Dear fellow scribbler of strange worlds, snarky heroines, and questionable magical decisions, Let’s set the scene. You’ve finally hit publish. Maybe your book baby has emerged from the dark, coffee-stained womb of Draftlandia and into the wild, gleaming sunlight of Amazon or Goodreads. You’ve toasted it with champagne (or ginger ale in a wine glass—we’re not judging), you’ve posted the proud announcement, and then…
A review appears. And it reads something like:
“This book made me want to train a raccoon to eat books so this one would never reproduce.”
Oof. Is that… a compliment? A warning?

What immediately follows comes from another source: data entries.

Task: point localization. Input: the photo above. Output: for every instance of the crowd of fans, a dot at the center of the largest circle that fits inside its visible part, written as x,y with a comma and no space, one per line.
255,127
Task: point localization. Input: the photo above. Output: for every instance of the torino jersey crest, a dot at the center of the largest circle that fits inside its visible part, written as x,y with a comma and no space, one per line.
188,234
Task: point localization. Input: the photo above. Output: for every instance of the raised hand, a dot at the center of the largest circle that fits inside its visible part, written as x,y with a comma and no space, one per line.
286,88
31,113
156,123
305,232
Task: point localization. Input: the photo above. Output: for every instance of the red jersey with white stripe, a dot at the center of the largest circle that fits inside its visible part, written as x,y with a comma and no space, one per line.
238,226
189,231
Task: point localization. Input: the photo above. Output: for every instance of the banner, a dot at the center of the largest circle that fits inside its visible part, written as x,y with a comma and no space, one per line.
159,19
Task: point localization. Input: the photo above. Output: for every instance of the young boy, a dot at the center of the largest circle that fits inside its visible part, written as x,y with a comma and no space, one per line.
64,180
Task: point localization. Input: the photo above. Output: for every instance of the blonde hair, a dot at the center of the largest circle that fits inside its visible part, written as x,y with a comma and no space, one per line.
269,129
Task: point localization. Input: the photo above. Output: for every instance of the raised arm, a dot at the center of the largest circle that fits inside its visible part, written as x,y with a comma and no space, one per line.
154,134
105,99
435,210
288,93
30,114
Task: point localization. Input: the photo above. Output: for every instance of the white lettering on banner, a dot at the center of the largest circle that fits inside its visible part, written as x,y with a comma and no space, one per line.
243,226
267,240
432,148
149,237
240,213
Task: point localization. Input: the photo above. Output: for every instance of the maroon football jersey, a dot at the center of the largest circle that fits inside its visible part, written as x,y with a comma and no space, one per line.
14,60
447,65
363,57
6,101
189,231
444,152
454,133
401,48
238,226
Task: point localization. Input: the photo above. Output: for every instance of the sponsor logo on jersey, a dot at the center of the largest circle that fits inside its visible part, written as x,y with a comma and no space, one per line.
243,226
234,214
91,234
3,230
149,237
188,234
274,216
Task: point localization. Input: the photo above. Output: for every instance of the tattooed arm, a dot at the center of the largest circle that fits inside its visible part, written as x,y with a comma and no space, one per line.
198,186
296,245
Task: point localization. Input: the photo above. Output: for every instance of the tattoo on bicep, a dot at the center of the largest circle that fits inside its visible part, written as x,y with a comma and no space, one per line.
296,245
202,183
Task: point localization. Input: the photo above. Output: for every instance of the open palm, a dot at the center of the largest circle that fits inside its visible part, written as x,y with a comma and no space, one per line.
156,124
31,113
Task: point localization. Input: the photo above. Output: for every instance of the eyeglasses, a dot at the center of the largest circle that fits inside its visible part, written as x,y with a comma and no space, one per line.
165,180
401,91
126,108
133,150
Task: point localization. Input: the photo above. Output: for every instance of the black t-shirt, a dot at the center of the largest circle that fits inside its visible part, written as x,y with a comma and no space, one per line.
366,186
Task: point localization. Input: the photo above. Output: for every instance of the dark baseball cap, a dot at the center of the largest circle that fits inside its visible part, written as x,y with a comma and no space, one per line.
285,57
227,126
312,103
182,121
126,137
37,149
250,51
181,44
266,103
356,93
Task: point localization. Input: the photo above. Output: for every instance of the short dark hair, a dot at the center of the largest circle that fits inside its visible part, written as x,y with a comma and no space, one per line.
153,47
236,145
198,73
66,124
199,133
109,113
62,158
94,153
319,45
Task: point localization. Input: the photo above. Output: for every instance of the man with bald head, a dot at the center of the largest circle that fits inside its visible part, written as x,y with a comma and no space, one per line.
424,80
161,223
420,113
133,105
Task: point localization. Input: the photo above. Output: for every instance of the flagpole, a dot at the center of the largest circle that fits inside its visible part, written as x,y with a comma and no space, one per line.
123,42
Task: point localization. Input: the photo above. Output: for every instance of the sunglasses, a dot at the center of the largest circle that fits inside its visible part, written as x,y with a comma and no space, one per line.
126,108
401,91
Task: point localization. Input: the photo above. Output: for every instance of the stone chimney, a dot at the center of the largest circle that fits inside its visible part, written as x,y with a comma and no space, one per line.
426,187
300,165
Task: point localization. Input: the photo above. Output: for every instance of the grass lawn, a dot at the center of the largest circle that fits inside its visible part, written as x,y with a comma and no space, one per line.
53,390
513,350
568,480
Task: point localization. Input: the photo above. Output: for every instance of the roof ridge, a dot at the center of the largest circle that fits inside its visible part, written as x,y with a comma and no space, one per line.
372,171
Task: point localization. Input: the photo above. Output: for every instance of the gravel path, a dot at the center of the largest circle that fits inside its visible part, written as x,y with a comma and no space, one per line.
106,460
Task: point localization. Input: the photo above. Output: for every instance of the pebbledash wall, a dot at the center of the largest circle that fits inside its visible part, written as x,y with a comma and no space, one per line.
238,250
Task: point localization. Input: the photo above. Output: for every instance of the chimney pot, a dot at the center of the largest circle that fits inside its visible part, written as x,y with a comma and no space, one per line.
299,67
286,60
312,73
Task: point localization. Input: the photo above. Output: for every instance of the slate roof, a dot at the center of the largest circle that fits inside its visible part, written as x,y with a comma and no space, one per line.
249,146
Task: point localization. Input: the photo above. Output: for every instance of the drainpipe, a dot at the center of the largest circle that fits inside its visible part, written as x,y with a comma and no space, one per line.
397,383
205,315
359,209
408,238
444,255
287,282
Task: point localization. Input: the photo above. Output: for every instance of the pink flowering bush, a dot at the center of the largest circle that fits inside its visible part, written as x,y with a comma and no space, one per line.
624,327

A cry for help?
You stare at the screen. You reread the review. You descend slowly into the fetal position and question every life choice since the day you found that magical USB stick and decided, “Yes, I will write a 400-page fantasy about emotionally unstable selkies.”
Sound familiar?
Step One: Feel the Feels
Before we get to strategy, give yourself permission to mourn. Throw a mild tantrum. Gasp dramatically to your dog. Text your most emotionally available friend (or sibling) something like “Why do people hate joy?”
You're human. (Probably.) And criticism—especially when it’s delivered with the grace of a gremlin hurling bricks—is going to sting.
But once the shock passes, it’s time to arm yourself with knowledge, snark, and an adult beverage.
When to Care vs. When to Casually Set it on Fire (Metaphorically)
Care When:
- The review includes specific, actionable critique. ("The pacing lagged in the second act" or "The dialogue felt stilted compared to earlier chapters.")
- Multiple reviews mention the same issue. Repetition often signals a real opportunity to grow.
- It comes from someone in your target audience. A fantasy reader who says, “I couldn’t follow the worldbuilding” is gold. Your great aunt Doris, who only reads Amish romance, saying “Too many sea monsters”? Less so.
Ignore When:
- The review is mostly insults without substance. ("The author clearly failed 5th-grade English" is not a literary critique, it’s a cry for attention.)
- They hate the genre, your character's name, or the weather patterns in Chapter 4. That’s a them problem.
- They complain that the book wasn’t something it never promised to be. ("I was expecting a clean Christian romance, not cursed selkie daggers and morally gray sea queens!")
- …Did you read the blurb, Karen?
How to Bounce Back Like the Resilient Word-Wizard You Are
- Create a “Sunshine Folder.”
- Save your best reviews, reader emails, fan art, and screenshots of people crying (the good kind). When your brain starts playing the “I suck” playlist, reread it until the inner critic shuts up.
- Vent to Safe People, Not the Internet.
- Text your critique group. Make a meme. Go on a dramatic monologue to your dog named Violette about how you are a misunderstood genius. Just don’t clap back publicly. You’ll regret it, even if your burn is 🔥.
- Write the Next Darn Book.
- Nothing silences the noise like more words. Especially better words. Growth is the best revenge.
Bonus: How to Write a Review That Doesn’t Make You a Troll
Bad Review Sample:
“This book sucks. The main character is stupid. Don’t waste your time.”
Better Review Sample:
“I struggled with the pacing in the middle of the book, and I found the main character’s choices frustrating at times—but I appreciated the author’s creativity and unique take on selkie mythology. With some tightening, this story could really shine.”
See the difference? One is a dumpster fire. The other is a helpful critique dipped in basic human decency.
When giving feedback, try this formula:
- Start with something you genuinely liked (“The setting was vivid” or “The magic system was cool.”)
- Mention 1–2 areas that could improve.
- Offer constructive suggestions if you can (“Consider developing the villain’s motive more clearly.”)
- Avoid sarcasm, even if you’re funny. Especially if you’re funny. It doesn’t read well in print.
Final Thoughts from the Deep
Look, not every reader is going to love your story—and that’s okay. You're not writing to please every person on the planet. You’re writing for the ones who get it—the ones who will treasure your words, feel seen in your characters, and carry your story with them long after they finish the last page.
Bad reviews will come. Some will sting. Some will be ridiculous. Some might even be helpful if you look past the sting and into the heart of the feedback.
But here's the truth:
One person's "not for me" doesn't erase the magic you've created.
Learn where you can. Laugh where you must. Protect your creative spark like it's the last candle in a storm.
And remember—a story that sparks strong feelings is a story that matters. Keep writing. The right readers are already searching for what only you can give them.